Franken's Senate Career Begins, Ends in Spotlight

December 07, 2017 06:26 PM

In what may end up being his last speech on the Senate floor, Sen. Al Franken acknowledged Thursday the slim margin that launched his political career nearly a decade ago.

"I won my first election by 312 votes," Franken said about his 2008 recount victory over Republican Norm Coleman. "It could have gone either way."


More than eight years later, Franken's career ended the same it started – with him in the spotlight.

RELATED: Franken Resigns: Feels Work as Senator has 'Improved People's Lives'

Franken announced his resignation amid a growing list of sexual harassment allegations and mounting pressure from his congressional colleagues to step down.

During his eight years in Washington, the junior senator from St. Louis Park earned a reputation as one of the most liberal members of congress.

He has often been credited – and blamed – for casting the deciding vote in the passage of the 2010 Affordable Care Act.

"That was the most consequential vote he cast during his entire senate career," said Steven Schier, an analyst and political science professor at Carleton College.

Franken sponsored more than 160 bills, according to the website GovTrack. but only three were enacted into law – including the Comprehensive Justice and Mental Health Act of 2015 that was intended to improve mental health treatment in criminal justice and veteran services.
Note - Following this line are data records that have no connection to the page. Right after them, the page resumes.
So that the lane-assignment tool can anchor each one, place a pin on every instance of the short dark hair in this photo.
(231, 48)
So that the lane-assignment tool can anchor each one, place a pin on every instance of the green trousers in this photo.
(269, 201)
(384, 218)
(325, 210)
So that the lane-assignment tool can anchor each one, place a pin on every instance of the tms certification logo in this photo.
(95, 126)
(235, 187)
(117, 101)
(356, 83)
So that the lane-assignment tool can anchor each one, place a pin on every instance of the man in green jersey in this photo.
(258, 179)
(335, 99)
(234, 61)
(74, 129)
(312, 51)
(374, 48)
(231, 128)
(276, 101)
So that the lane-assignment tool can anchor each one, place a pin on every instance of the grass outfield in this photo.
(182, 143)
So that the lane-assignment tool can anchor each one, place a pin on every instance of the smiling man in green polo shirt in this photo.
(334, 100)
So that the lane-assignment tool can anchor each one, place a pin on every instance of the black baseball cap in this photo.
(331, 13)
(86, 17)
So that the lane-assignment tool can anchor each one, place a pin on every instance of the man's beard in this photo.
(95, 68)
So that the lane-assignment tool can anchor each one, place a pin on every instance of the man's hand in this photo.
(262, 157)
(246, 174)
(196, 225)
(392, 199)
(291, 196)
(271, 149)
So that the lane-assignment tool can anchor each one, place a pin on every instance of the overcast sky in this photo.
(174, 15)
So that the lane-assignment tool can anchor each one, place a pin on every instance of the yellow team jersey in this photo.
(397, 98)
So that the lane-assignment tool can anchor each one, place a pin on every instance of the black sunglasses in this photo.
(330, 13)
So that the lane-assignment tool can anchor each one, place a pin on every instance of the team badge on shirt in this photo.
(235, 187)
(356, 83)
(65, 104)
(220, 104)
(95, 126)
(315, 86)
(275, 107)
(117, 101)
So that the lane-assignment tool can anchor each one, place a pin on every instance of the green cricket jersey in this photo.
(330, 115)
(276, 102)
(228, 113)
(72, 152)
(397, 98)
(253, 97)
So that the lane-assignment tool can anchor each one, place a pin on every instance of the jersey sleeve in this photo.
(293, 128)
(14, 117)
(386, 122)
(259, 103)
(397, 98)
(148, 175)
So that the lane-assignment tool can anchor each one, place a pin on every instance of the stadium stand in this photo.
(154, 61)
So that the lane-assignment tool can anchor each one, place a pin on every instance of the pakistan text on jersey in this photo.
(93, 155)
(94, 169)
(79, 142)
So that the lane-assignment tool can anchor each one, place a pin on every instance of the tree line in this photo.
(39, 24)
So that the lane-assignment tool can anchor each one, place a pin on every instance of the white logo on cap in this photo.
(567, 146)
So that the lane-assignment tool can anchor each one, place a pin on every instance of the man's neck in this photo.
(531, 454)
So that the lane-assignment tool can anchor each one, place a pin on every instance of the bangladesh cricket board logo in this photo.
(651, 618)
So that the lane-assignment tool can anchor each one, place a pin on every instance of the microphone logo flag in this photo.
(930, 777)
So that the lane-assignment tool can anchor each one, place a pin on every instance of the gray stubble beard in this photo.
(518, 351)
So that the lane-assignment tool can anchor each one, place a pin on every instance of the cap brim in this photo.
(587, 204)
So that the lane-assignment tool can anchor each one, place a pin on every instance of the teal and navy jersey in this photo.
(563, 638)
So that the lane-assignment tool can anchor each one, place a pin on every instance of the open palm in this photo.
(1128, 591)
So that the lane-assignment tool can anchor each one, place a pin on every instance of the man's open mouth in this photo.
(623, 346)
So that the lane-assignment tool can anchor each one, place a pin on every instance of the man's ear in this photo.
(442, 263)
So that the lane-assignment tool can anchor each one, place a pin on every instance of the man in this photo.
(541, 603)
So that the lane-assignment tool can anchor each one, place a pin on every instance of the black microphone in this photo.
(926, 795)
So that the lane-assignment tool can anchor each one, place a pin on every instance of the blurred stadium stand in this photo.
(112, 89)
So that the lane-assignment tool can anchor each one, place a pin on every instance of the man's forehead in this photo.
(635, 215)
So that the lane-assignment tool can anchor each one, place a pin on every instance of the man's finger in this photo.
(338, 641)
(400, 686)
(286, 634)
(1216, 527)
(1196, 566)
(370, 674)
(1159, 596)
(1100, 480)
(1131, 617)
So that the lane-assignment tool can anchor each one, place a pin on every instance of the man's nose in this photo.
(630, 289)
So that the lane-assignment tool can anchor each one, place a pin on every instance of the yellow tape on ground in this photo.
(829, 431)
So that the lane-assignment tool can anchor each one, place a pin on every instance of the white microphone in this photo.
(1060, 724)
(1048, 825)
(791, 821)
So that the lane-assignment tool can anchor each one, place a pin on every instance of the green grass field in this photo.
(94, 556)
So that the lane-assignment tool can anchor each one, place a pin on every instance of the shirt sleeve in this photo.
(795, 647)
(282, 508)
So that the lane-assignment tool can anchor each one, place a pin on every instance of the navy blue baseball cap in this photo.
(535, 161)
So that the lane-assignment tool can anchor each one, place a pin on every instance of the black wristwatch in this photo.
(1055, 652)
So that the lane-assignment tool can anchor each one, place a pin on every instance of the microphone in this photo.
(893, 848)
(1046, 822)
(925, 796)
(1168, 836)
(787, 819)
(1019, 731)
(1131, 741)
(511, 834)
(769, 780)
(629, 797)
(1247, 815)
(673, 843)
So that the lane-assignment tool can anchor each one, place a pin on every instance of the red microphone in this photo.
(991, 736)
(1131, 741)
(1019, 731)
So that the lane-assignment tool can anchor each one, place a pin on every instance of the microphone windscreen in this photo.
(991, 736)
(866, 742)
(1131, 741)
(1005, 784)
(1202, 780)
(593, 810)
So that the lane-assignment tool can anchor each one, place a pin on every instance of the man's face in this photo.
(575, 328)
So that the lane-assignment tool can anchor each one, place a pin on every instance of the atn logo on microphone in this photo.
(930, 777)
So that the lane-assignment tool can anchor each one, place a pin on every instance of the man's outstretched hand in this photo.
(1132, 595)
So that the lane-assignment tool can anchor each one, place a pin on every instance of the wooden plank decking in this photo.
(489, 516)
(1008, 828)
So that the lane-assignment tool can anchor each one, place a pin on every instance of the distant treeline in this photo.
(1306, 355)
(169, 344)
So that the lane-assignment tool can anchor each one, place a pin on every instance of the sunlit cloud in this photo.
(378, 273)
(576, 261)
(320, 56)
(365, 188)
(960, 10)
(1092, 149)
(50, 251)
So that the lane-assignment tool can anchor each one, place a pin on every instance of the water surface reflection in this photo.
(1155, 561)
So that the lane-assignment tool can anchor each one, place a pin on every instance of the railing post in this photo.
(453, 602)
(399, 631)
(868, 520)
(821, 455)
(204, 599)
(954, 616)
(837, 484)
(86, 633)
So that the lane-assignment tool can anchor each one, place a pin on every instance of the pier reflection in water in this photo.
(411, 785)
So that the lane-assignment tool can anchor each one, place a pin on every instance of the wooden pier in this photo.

Franken championed his legislative record during his resignation speech.

"I know the work I've been able to do has improved people's lives," he said.

In 2014, Franken enjoyed re-election in Minnesota even as democrats surrendered their Senate majority.

RELATED: Franken Battled Charges of Sexism from GOP During 2008 Campaign

The longtime comedian's voice grew louder during his second term, peaking this year as Franken became a fierce critic of President Donald Trump and his cabinet and agency nominees.

His pointed questioning of Attorney General Jeff Sessions played a role in Sessions' recusal from the ongoing investigation into Russia's meddling in the 2016 presidential election.

"I think he'll be remembered as a partisan warrior," Schier said, adding Franken will also be remembered for this photo, the sexual harassment allegations and his resignation while in office.

"That will be an important part of his legacy."